Não, não era Menezes, nem Albuquerque; apenas um antepassado bonacheirão que amava os seus livros, o conchego da sua poltrona, o seu whist ao canto do fogão. Ele mesmo costumava dizer, que era simplesmente um egoísta: - mas nunca, como agora na velhice, as generosidades do seu coração tinham sido tão profundas e largas. Parte do seu rendimento ia-se-lhe por entre os dedos, esparsamente, numa caridade enternecida. Cada vez amava mais o que é pobre e o que é fraco. Em Santa Olávia, as crianças corriam para ele, dos portais, sentindo-o acariciador e paciente. Tudo o que vive lhe merecia amor: - e era dos que não pisam um formigueiro, e se compadece da sede de uma planta.
Vilaça costumava dizer que lhe lembrava sempre o que se conta dos patriarcas, quando o vinha encontrar ao canto da chaminé, na sua coçada quinzena de veludilho, sereno, risonho, com um livro na mão, o seu velho gato aos pés. Este pesado e enorme angorá, branco com malhas louras, era agora (desde a morte de Tobias, o soberbo cão de S. Bernardo) o fiel companheiro de Afonso. Tinha nascido em Santa Olávia, e recebera então o nome de Bonifácio: depois, ao chegar à idade do amor e da caça fora-lhe dado o apelido mais cavalheiresco de D. Bonifácio de Calatrava: agora, dorminhoco e obeso, entrara definitivamente no remanso das dignidades eclesiásticas, e era o Reverendo Bonifácio...

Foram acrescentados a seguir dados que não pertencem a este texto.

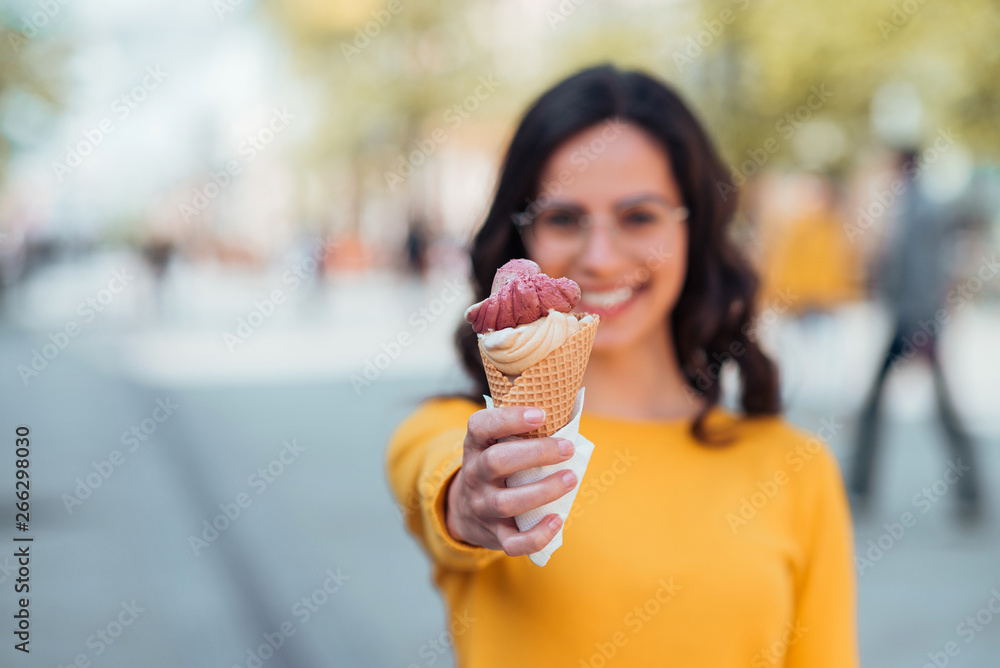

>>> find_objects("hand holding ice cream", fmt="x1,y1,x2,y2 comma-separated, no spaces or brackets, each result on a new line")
458,260,600,566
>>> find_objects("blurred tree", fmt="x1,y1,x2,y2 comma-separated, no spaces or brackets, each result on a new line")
0,22,69,183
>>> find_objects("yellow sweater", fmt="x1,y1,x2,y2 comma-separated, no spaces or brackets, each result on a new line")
387,399,859,668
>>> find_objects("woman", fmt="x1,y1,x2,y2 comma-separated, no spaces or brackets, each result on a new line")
387,66,858,668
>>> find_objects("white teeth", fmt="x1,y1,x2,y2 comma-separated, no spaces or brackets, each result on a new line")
583,287,634,308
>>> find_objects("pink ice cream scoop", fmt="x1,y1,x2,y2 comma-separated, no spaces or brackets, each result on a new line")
465,260,580,334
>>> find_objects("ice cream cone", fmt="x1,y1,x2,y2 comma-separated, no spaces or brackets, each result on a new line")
479,313,600,438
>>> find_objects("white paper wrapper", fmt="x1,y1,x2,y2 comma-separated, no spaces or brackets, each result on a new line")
484,387,594,566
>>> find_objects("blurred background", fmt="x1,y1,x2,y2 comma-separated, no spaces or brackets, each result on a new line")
0,0,1000,668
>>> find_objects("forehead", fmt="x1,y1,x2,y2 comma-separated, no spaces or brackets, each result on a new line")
540,122,678,204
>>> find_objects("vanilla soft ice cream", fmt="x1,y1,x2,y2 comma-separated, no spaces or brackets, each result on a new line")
479,309,593,376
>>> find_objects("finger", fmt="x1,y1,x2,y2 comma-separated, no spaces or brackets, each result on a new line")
476,437,573,480
497,513,562,557
487,471,576,517
466,406,545,450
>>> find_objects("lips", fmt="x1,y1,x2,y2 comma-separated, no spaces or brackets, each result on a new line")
576,283,649,318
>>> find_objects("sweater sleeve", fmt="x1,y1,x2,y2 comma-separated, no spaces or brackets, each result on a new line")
386,399,504,571
783,446,860,668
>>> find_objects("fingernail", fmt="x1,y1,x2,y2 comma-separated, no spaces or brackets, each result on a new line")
524,408,545,424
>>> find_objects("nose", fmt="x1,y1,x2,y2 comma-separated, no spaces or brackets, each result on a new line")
577,218,627,278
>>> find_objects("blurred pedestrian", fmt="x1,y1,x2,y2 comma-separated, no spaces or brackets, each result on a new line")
387,66,858,668
850,150,981,519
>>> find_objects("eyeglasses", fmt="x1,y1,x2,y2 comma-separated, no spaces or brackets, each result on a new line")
513,198,688,254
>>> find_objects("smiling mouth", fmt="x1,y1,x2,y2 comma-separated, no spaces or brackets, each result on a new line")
579,285,648,316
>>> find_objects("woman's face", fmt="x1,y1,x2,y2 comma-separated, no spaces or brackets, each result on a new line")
524,121,687,353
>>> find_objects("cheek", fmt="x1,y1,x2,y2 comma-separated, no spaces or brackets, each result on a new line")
653,232,687,312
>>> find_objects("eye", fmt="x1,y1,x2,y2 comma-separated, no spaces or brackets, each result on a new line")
538,210,580,228
622,209,659,227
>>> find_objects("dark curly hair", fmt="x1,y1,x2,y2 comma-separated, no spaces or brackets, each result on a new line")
436,65,780,442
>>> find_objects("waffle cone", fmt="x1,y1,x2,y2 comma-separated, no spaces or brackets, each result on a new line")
479,313,600,438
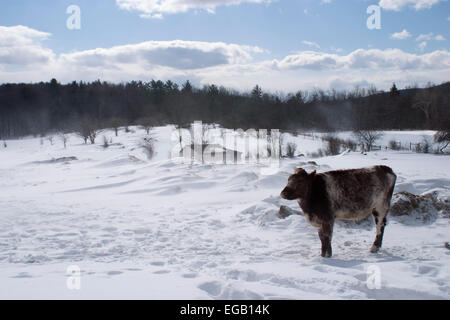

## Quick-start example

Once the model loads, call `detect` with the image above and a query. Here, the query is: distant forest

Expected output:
[0,79,450,139]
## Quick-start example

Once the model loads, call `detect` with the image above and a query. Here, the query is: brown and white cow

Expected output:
[281,166,397,257]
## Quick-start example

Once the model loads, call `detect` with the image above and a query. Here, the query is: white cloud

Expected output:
[419,41,428,51]
[116,0,273,19]
[0,26,54,66]
[0,27,450,91]
[416,32,447,41]
[416,32,433,41]
[272,49,450,70]
[60,40,263,70]
[379,0,446,11]
[302,40,320,49]
[391,29,412,40]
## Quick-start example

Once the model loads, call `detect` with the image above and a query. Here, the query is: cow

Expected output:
[281,165,397,258]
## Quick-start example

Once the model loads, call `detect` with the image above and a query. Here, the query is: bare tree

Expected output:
[434,131,450,153]
[353,130,383,151]
[413,89,437,128]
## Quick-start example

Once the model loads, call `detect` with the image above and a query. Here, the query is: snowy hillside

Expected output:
[0,127,450,299]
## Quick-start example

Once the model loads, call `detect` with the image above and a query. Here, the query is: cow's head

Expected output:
[281,168,316,200]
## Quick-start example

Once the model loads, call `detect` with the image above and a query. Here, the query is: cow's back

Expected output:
[321,166,396,220]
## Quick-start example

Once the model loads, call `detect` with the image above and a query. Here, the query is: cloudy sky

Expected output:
[0,0,450,92]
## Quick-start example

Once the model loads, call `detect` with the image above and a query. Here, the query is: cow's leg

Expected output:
[370,209,387,253]
[319,221,334,258]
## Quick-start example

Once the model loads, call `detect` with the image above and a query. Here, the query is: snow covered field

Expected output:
[0,127,450,299]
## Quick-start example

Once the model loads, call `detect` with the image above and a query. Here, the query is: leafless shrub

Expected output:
[78,118,98,144]
[323,134,342,156]
[353,130,383,151]
[389,140,402,151]
[103,136,109,149]
[59,133,69,149]
[141,137,156,159]
[286,142,297,158]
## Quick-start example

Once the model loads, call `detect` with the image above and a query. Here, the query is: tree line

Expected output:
[0,79,450,139]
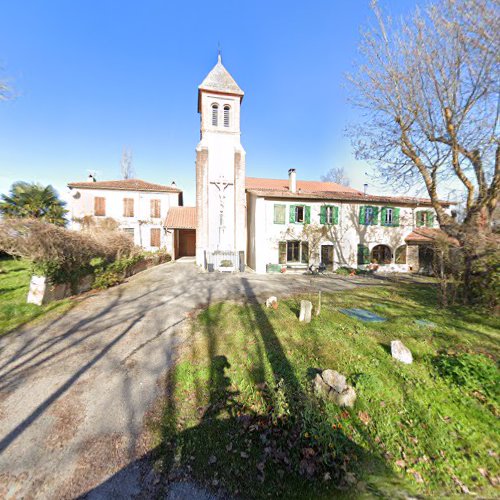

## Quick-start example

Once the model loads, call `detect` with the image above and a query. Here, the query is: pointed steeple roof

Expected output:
[198,54,244,97]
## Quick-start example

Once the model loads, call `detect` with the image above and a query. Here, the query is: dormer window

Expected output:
[224,104,231,127]
[212,104,219,127]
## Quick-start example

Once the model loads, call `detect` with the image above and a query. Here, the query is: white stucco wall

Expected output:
[248,193,440,273]
[68,188,179,253]
[196,91,247,265]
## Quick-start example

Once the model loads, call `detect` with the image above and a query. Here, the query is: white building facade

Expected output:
[68,179,182,253]
[247,172,446,273]
[65,56,450,273]
[196,56,247,267]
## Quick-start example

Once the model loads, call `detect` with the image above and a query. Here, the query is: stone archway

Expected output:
[370,245,392,265]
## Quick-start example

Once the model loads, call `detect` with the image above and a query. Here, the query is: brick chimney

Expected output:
[288,168,297,193]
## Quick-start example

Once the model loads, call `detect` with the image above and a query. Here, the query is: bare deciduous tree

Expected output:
[321,167,351,186]
[349,0,500,304]
[120,148,134,179]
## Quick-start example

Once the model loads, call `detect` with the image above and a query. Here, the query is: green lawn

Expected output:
[0,259,72,335]
[150,285,500,498]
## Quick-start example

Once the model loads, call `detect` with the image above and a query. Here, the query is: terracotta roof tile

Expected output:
[405,227,458,245]
[198,55,244,96]
[247,184,452,206]
[164,207,196,229]
[246,177,363,196]
[68,179,182,193]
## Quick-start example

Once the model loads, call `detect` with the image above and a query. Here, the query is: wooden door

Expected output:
[321,245,333,271]
[179,229,196,257]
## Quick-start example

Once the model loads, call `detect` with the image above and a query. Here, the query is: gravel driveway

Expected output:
[0,262,366,498]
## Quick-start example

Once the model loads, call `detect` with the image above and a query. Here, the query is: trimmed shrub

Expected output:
[0,218,138,284]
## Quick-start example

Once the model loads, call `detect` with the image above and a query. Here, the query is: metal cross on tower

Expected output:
[211,176,233,248]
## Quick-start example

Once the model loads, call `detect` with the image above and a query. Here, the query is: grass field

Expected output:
[0,259,71,335]
[150,285,500,498]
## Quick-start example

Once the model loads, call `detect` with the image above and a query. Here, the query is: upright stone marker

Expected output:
[391,340,413,365]
[299,300,312,323]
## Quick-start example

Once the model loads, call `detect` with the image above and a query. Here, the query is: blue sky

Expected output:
[0,0,422,204]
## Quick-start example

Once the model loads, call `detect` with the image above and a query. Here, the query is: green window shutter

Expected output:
[425,210,434,227]
[319,205,326,224]
[380,207,388,226]
[278,241,286,264]
[274,204,286,224]
[332,207,339,224]
[359,207,366,224]
[392,208,399,226]
[358,243,370,265]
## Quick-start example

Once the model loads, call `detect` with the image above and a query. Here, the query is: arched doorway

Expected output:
[371,245,392,265]
[395,245,406,264]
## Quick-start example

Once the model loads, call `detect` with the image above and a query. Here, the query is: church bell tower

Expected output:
[196,55,247,266]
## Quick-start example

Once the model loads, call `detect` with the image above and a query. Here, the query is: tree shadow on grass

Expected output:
[83,279,414,498]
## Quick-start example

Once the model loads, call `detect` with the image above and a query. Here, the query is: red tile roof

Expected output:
[246,177,363,195]
[68,179,182,193]
[164,207,196,229]
[405,227,458,245]
[246,177,453,206]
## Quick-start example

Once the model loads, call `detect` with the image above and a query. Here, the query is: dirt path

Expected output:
[0,262,373,498]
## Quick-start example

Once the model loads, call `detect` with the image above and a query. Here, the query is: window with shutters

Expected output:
[212,104,219,127]
[151,200,161,219]
[295,205,304,222]
[325,207,333,224]
[278,241,287,264]
[122,227,135,240]
[300,241,309,264]
[319,205,339,225]
[381,207,399,226]
[384,208,393,226]
[224,104,231,127]
[290,205,311,224]
[94,196,106,217]
[286,241,300,262]
[359,206,378,226]
[279,240,309,264]
[150,227,160,248]
[123,198,134,217]
[416,210,434,227]
[365,207,373,224]
[274,204,286,224]
[358,243,370,266]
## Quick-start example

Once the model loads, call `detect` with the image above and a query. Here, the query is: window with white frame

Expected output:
[325,206,333,224]
[286,240,309,264]
[365,207,373,224]
[122,227,135,240]
[384,208,394,226]
[224,104,231,127]
[212,104,219,127]
[295,205,304,222]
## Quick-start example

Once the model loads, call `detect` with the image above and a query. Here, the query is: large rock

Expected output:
[329,385,356,408]
[321,370,347,392]
[391,340,413,365]
[314,373,332,397]
[299,300,312,323]
[26,275,71,306]
[314,370,356,408]
[266,295,278,309]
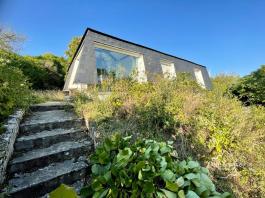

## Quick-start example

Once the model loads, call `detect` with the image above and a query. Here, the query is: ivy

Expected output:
[81,134,230,198]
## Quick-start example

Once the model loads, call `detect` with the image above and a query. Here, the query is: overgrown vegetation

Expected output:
[0,50,65,89]
[231,65,265,106]
[75,74,265,197]
[81,134,229,198]
[65,36,82,64]
[0,60,31,130]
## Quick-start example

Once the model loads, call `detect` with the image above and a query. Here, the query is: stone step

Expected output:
[29,101,73,112]
[9,140,92,177]
[20,110,83,134]
[13,128,87,156]
[8,160,88,198]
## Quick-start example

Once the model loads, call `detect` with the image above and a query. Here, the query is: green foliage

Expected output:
[0,61,31,123]
[65,36,81,63]
[231,65,265,105]
[75,74,265,197]
[81,134,229,198]
[0,50,65,89]
[49,184,78,198]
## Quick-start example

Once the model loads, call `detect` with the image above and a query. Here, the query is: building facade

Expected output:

Esta existência nem sempre assim correra com a tranquilidade larga e clara de um belo rio de verão. O antepassado, cujos olhos se enchiam agora de uma luz de ternura diante das suas rosas, e que ao canto do lume relia com gosto o seu Guisot, fora, na opinião de seu pai, algum tempo, o mais feroz Jacobino de Portugal! E todavia, o furor revolucionário do pobre moço consistira em ler Rousseau, Volney, Helvetius, e a Enciclopédia; em atirar foguetes de lágrimas à Constituição; e ir, de chapéu à liberal e alta gravata azul, recitando pelas lojas maçónicas Odes abomináveis ao Supremo Arquitecto do Universo. Isto, porém, bastara para indignar o pai.